P-gp stability is correlated with the activator protein-1 (AP-1) transcription factor [52], which is targeted by MAPK signaling pathways [53]. Human MDR1 promoter contains an AP-1-binding site [54], and increased AP-1 binding has been observed in several multidrug-resistant cell lines [55], whereas, reduced AP-1 binding has been associated with increased drug sensitivity in other cancer cell lines [56, 57]. SB203580 has been shown to block c-Fos and c-Jun expression in response to UV irradiation and anisomycin [58]. Although p38 MAPK does not directly phosphorylate or activate c-Jun, several lines of evidence support the idea that p38 MAPK contributes to c-Jun induction via AP-1, which binds in the c-Jun promoter [59, 60]. In addition to AP-1, c-Jun gene expression is regulated by MEF2 family of transcription factors [61]. MEF2 is essential for LPS induction of c-Jun in macrophages, which also requires functional p38 MAPK and MEF2C transcriptional factor. Furthermore, MEF2C is directly phosphorylated and activated by p38 MAPK [62]. Thus, p38 MAPK can potentially modulate c-Jun transcriptional activity by regulating AP1 and MEF2 transcription factors that have binding sites in c-Jun. We postulate that cJun may be intrinsically involved in p38 MAPK mediated P-gp expression.

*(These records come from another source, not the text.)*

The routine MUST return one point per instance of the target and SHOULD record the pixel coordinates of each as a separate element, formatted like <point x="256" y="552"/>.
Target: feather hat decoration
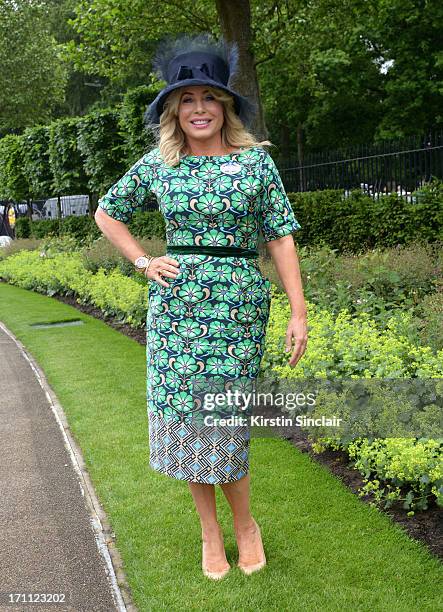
<point x="197" y="60"/>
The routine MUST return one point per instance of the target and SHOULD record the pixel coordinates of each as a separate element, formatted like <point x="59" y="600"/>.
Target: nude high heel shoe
<point x="208" y="573"/>
<point x="250" y="569"/>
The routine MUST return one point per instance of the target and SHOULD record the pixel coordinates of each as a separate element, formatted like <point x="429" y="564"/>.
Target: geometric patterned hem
<point x="204" y="454"/>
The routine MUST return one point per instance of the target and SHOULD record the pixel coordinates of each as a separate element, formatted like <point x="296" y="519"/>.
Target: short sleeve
<point x="276" y="216"/>
<point x="129" y="193"/>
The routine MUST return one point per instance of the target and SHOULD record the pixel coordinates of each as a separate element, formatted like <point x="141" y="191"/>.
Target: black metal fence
<point x="396" y="166"/>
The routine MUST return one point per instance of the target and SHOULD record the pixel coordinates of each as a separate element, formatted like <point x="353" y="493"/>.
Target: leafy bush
<point x="23" y="227"/>
<point x="403" y="470"/>
<point x="358" y="222"/>
<point x="61" y="273"/>
<point x="342" y="346"/>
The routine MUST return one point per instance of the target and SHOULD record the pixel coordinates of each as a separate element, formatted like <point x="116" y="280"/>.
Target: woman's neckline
<point x="241" y="150"/>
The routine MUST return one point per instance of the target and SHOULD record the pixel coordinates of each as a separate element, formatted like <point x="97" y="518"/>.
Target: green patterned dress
<point x="210" y="323"/>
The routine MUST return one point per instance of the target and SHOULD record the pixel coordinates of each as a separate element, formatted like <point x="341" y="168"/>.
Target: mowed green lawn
<point x="326" y="550"/>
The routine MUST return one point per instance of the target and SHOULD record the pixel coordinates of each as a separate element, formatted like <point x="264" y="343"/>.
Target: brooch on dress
<point x="230" y="168"/>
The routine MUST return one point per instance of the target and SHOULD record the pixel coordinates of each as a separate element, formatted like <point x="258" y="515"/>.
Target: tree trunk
<point x="301" y="155"/>
<point x="59" y="207"/>
<point x="235" y="22"/>
<point x="285" y="143"/>
<point x="92" y="204"/>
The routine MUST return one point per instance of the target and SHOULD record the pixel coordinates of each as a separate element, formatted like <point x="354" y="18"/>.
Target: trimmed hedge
<point x="348" y="224"/>
<point x="358" y="223"/>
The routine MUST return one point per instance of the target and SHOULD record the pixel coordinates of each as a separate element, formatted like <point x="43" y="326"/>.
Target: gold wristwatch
<point x="142" y="262"/>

It is also worth noting that SB203580 showed more cytotoxicity than TTM due to induction of karyopyknosis induction (data not shown) and lower IC50 values in our models (Figure 1D–1F, and Supplementary Figure 6). We further demonstrated that p38 overexpression parental MCF-7 and K562 cells increased P-gp levels by enhancing phospho-p38 MAPK levels. Thus, higher p38 MAPK levels decreased efficacy of TTM-mediated P-gp downregulation (Figure 6A and Supplementary Figure 7). Moreover, higher p38 MAPK levels decreased intracellular DOX and Rh123 levels in presence of TTM (Figure 6B).
In conclusion, TTM, a novel syncarpic acid-conjugated monoterpene, increases cytotoxicity of chemotherapeutic drugs in MDR cancer cells by decreasing P-gp expression via p38 MAPK inhibition (Figure 7). Thus, our study demonstrates that TTM is a potential therapeutic drug for cancer patients demonstrating multi-drug resistance.
MATERIALS AND METHODS
Isolation and identification of TTM from Rhodomyrtus tomentosa
TTM was isolated from the petroleum ether soluble fraction of 95% ethanol extract of the leaves of Rhodomyrtus tomentosa through various chromatographic techniques including column chromatography over silica gel, ODS, Sephadex LH-20 and preparative HPLC. The structure was elucidated as a novel syncarpic acid-conjugated monoterpenoid by a comprehensive analysis of the spectral data (IR, UV, HRESIMS, ECD, 1D- and 2D-NMR). The detailed isolation and structural elucidation are shown in the latest article [63].
Materials
DOX was purchased from Santa Cruz Biotechnology (Santa Cruz, CA). DNR and EPI were purchased from National Institutes for Food and Drug Control (Beijing, China). Doc was from ApexBio (Houston, USA). DDP, Ver, MTT, Rh123, paraformaldehyde, bovine serum albumin (BSA), Tris, dimethylsulfoxide (DMSO), NaCl, EDTA, PMSF, SDS, and DTT were purchased from Sigma-Aldrich (St. Louis, MO). Opti-MEM and fetal bovine serum (FBS) were purchased from Life Technologies (Grand Island, NY). The annexin V-FITC/propidium iodide (AV-FITC/PI) apoptosis detection kit was purchased from Miltenyi Biotec (Shanghai, China).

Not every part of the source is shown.